The bug could expose your search history and Google User ID to third-party websites – a major privacy issue that Apple hasn't resolved yet.
A fingerprinting and fraud detection service, FingerprintJS, has recently discovered and described a bug in Safari 15 that can track browsing activities and even reveal your identity to websites. Everyone using the latest version of macOS, iOS, and iPadOS, as well as the Safari browser users, is at risk of data leaks.
About the bug
The Safari 15 bug originates from Apple's implementation of JavaScript API, called IndexedDB. The implementation, however, violates the same-origin policy of IndexedDB – a principal security mechanism that restricts documents and scripts from one origin to interact with resources from another. This results in the bug allowing one website to access a database of another website, whereas in normal conditions, this should never be the case. As a rule, indexed databases each have a separate origin, and documents and scripts of one origin should never be able to access different origin databases.
Every time a website interacts with a database, a new (empty) database with the same name is created in all other active frames, tabs, and windows within the same browser session.
The obvious privacy violation coming from this bug, therefore, leaves the door wide open for all sorts of cross-tracking practices and abuses.

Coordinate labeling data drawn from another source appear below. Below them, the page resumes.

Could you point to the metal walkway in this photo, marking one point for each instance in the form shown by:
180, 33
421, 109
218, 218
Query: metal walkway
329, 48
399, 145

For example, random websites, including malicious ones, could see the name of a database created on a site with details specific to someone's identity. Also, Google User ID allows Google to access the user information, such as profile pictures or names – which this Safari bug has made accessible to other websites now.
The worst part is – these leaks do not require any additional action from a user. A tab or window running in the background can see what other websites a user visits in real-time, since the bug continually queries the IndexedDB API in search of available databases. What's more, a website can open another website in a pop-up and trigger a leak in it.
Inspect leaks with a demo by FingerprintJS
FingerprintJS created a demo that uses the browser's IndexedDB vulnerability to identify the infected sites (among those you are currently using or have used recently). The demo also showcases how the information from your Google User ID gets snatched if you are logged in to your Google account while browsing. You can try the demo on Safari and all iOS and iPadOS web browsers.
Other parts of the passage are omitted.